Explain SMBC — the wiki for Saturday Morning Breakfast Cereal

the-strong

2016-08-19 View on smbc-comics.com → 1 revision
the-strong
Votey panel for the-strong
This explanation is incomplete or may contain errors. It was generated by AI and has not yet been reviewed by a human editor.

Explanation

The Joke

The comic shows a figure in ancient Greek attire, depicted with dramatic intensity, declaring: "The strong do what they can, and the weak endure what they must." This is one of the most famous and chilling lines from ancient political philosophy, originally from Thucydides' account of the Melian Dialogue. The caption beneath the panel reads: "Thucydides gets his children to rake the lawn."

The joke recontextualizes this grand, dark statement about geopolitical power -- originally spoken by Athenian envoys threatening the people of Melos with annihilation -- as a parent bullying his kids into doing yard work. The father is using this sweeping philosophical declaration about the nature of power to justify making his children do chores.

The Humor

The humor lies in the absurd mismatch of scale. Thucydides recorded this line in the context of Athens threatening to destroy an entire island nation if it did not submit. Here, that same iron logic of domination is being applied to lawn maintenance. The comic suggests that the underlying dynamic is actually the same: a more powerful party (the parent) forcing a weaker party (the children) to comply, just at a dramatically smaller and more mundane scale.

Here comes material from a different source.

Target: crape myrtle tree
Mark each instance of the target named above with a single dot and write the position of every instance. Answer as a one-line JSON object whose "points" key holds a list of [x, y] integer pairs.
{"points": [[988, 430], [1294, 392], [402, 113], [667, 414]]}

The votey panel extends the joke by showing another Greek figure, labeled Thrasymachus, declaring "Justice is when you take out the garbage and do your homework." This references Thrasymachus' famous argument in Plato's Republic that "justice is the advantage of the stronger" -- again repurposed as a parent using philosophy to make kids do chores.

References

The main quote is from Thucydides' History of the Peloponnesian War (5.89), specifically the Melian Dialogue (416 BCE), in which Athenian ambassadors tell the neutral island of Melos that might makes right and that they must submit or be destroyed. Thrasymachus appears in Book I of Plato's Republic, where he argues that justice is merely whatever serves the interests of the powerful. Both are foundational texts in political realism and philosophy of justice.